Maximum number of forks in flight at the same time. With defaultCount: 3 and maxConcurrent: 3 (the defaults), all three forks start simultaneously. With defaultCount: 5 and maxConcurrent: 3, the first three start together, and forks 4 and 5 start as slots free up.

When to change it:

  • Lower this if your machine is struggling with concurrent Shadow Workspaces — each worktree incurs git I/O and any shell commands the agent runs are real shell sessions. On tight hardware, maxConcurrent: 2 keeps disk churn under control.
  • Lower this if you’re on a paid API (Anthropic, OpenRouter) and hitting rate limits from simultaneous requests. Three concurrent 25-iteration agent loops can briefly saturate per-minute token limits.
  • Raise this to match defaultCount for maximum speed when your hardware and rate limits allow it.

Cost consideration

Each fork is a full agent run. If your model charges per token, running 3 forks costs approximately 3× what a single run would cost. For an Anthropic Sonnet run with a moderately complex task (say, 30k input tokens per iteration × 15 iterations), 3 forks costs roughly the same as 3 separate agent sessions.

Track spend with the /usage command or the $(credit-card) status bar item. Set sidecar.dailyBudget or sidecar.weeklyBudget to get a warning at 80% and a block at 100%.

Shadow Workspaces are always forced on for Fork regardless of your sidecar.shadowWorkspace.mode setting. There is no opt-out — Fork’s isolation guarantee requires every run to be in a separate worktree.


Tips

Write specific prompts

Fork’s variance comes from the agent making different intermediate choices, not from vague prompts producing random outputs. A vague prompt produces N variations on a confused answer.

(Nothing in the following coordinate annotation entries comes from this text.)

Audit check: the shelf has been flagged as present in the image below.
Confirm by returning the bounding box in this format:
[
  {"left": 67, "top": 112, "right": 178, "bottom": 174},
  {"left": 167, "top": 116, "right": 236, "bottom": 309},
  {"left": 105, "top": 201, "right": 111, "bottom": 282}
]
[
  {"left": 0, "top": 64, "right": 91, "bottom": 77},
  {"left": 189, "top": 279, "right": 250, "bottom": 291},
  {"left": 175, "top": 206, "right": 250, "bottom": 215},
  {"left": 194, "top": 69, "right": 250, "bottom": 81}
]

A specific prompt produces N meaningfully different implementations of the same clear goal.

Good fork prompt:

/fork extract the token-refresh logic from AuthService into a standalone TokenRefresher class. 
Keep the existing AuthService interface intact. Add a unit test for TokenRefresher.

Less useful fork prompt:

/fork improve the auth code

The second prompt will produce N variants, but “improved auth code” with no scope or success criteria will tend to produce superficially different but comparably vague results.

Start with defaultCount: 2 for A/B comparisons

When you already have two approaches in mind, set defaultCount: 2 and phrase your prompt to describe both strategies. The agent will pick one per fork and execute it differently. Two forks is easier to compare than three and costs less.

"sidecar.fork.defaultCount": 2

Commit before forking

Fork never touches your main tree, but it’s still good practice to start from a clean HEAD. This ensures the diff each fork produces is exactly the change set you’re evaluating, not a mix of the fork’s changes and pre-existing uncommitted edits.

git add -A && git commit -m "wip: before fork"

Use /fork for design decisions, not debugging

Fork is a comparison tool for situations with multiple valid approaches. It’s not well-suited to debugging, where there’s one correct answer and the question is finding it. For debugging, a single agent run with /bg or a direct agent task is faster.

Check the skipped count in the review

If the review opens with fewer forks than you dispatched, check the info message. Forks can be skipped because they errored (the agent loop threw), timed out, or completed without producing any file changes. A fork that produced no diff isn’t necessarily a failure — the agent may have concluded no changes were needed — but it’s worth knowing before you pick a “winner” from a partial set.

Model Arena agent mode is Fork with model variance

If you want to compare the same task across different models rather than N runs of the same model, use /arena agent <task>. This drives the Fork review UI with per-model labels instead of “Fork 1 / Fork 2 / Fork 3,” and updates ELO ratings when you pick the winner. See Slash Commands — Model Arena.